Matsya Purana — Origin of Soma
आशास्तं मुमुचुर्गर्भम् अशक्ता धारणे ततः समादायाथ तं गर्भम् एकीकृत्य चतुर्मुखः //
āśāstaṃ mumucurgarbham aśaktā dhāraṇe tataḥ samādāyātha taṃ garbham ekīkṛtya caturmukhaḥ //
Unable to sustain the embryo, they released that consecrated foetus; thereafter Caturmukha (four-faced Brahmā), taking up that embryo, unified it into a single whole.
It emphasizes creation through a “garbha” (cosmic seed/embryo): when others cannot sustain it, Brahmā gathers and consolidates it, reflecting an ordered reconstitution of life after instability (a common Purāṇic creation motif often paired with pralaya–recreation cycles).

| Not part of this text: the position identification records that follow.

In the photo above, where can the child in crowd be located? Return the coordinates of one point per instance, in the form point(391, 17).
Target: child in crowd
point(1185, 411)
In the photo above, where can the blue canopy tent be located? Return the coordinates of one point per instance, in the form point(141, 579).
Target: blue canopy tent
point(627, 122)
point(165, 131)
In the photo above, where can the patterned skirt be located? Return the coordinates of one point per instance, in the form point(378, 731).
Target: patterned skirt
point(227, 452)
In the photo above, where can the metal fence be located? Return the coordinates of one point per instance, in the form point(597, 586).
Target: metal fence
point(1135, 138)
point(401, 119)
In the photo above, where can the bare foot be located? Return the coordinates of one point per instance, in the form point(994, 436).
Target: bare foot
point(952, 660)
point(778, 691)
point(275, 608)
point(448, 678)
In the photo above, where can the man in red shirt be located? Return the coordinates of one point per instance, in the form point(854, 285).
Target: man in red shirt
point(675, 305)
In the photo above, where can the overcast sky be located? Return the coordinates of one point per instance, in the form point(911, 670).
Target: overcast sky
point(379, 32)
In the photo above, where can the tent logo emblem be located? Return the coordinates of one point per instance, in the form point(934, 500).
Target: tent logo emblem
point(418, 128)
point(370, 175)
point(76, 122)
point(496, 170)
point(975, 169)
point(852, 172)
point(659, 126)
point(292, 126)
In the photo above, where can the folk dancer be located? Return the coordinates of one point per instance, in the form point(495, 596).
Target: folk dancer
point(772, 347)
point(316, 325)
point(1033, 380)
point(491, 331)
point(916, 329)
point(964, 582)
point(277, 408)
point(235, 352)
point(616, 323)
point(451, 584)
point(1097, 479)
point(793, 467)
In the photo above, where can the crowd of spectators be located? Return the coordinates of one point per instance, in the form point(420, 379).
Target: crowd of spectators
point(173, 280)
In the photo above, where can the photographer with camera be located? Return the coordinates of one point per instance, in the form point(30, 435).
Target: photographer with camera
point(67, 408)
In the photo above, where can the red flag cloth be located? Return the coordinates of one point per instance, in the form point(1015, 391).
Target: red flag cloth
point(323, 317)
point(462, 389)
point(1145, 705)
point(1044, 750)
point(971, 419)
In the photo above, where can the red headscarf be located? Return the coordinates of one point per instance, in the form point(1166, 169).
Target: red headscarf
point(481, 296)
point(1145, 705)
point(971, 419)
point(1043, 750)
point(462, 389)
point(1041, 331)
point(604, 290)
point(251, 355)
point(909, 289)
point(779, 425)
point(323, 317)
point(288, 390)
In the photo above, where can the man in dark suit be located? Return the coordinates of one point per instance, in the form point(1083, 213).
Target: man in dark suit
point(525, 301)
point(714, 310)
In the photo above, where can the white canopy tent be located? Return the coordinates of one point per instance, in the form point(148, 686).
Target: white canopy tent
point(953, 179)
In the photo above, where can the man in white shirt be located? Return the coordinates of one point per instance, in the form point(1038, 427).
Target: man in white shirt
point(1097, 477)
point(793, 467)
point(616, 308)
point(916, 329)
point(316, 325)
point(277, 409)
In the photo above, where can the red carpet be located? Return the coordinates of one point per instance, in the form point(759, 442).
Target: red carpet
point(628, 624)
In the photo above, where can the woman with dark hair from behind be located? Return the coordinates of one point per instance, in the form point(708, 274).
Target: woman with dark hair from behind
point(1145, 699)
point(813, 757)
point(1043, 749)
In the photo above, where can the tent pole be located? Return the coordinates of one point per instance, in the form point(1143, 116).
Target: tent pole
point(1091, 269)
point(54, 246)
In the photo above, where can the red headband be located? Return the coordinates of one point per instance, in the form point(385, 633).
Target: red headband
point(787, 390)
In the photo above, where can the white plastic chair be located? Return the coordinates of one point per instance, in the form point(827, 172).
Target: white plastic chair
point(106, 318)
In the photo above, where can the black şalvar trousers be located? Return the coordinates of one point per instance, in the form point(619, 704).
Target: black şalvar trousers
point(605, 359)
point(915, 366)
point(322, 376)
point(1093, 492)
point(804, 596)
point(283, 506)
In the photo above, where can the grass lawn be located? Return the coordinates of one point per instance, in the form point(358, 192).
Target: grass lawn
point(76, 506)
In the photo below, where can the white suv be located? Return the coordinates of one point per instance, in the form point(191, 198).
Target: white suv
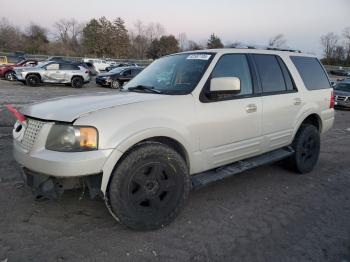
point(187, 120)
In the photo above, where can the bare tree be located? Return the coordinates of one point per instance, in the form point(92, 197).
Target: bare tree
point(278, 41)
point(329, 43)
point(346, 34)
point(154, 31)
point(68, 33)
point(183, 42)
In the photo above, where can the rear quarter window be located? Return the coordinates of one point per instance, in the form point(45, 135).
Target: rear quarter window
point(311, 72)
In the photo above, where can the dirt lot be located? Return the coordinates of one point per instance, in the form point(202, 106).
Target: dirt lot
point(268, 214)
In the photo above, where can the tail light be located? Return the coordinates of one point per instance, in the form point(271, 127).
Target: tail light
point(331, 104)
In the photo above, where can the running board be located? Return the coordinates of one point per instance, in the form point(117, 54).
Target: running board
point(202, 179)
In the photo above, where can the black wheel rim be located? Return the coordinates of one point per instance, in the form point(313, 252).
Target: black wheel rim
point(152, 186)
point(308, 149)
point(32, 81)
point(77, 83)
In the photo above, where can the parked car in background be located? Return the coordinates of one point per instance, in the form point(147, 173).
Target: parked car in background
point(118, 76)
point(111, 67)
point(99, 64)
point(54, 72)
point(342, 94)
point(7, 71)
point(89, 66)
point(11, 59)
point(340, 72)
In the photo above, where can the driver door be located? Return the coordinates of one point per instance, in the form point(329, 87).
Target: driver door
point(230, 124)
point(53, 73)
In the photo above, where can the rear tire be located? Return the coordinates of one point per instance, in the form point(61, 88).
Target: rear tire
point(115, 84)
point(32, 80)
point(77, 82)
point(149, 187)
point(306, 145)
point(9, 76)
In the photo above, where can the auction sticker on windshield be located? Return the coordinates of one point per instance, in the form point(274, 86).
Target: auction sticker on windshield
point(199, 56)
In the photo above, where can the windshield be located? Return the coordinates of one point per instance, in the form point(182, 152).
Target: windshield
point(343, 87)
point(174, 74)
point(117, 70)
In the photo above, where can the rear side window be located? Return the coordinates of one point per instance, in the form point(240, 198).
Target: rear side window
point(270, 72)
point(311, 72)
point(68, 67)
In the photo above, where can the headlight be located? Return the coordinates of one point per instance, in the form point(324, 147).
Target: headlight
point(68, 138)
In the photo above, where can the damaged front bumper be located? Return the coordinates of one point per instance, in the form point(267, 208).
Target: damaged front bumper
point(49, 187)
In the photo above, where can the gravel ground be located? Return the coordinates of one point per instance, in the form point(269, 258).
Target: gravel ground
point(267, 214)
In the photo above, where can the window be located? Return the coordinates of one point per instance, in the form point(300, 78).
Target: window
point(127, 73)
point(270, 73)
point(174, 74)
point(311, 72)
point(68, 67)
point(135, 71)
point(52, 67)
point(234, 65)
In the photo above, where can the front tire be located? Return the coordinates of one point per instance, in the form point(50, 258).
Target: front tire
point(32, 80)
point(149, 187)
point(9, 76)
point(77, 82)
point(307, 149)
point(115, 84)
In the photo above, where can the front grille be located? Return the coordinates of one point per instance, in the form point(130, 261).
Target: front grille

By analogy, it highlights dhāraṇa (sustaining responsibility): when a burden cannot be borne, a competent authority must stabilize and integrate what is scattered—an ethical model for rulers/householders to preserve order, lineage, and social continuity.
While not explicitly about Vāstu, the key idea is ekīkaraṇa (consolidation into a unified form), a principle echoed in ritual and icon/structure formation: scattered elements are ritually “made one” into a stable, consecrated whole.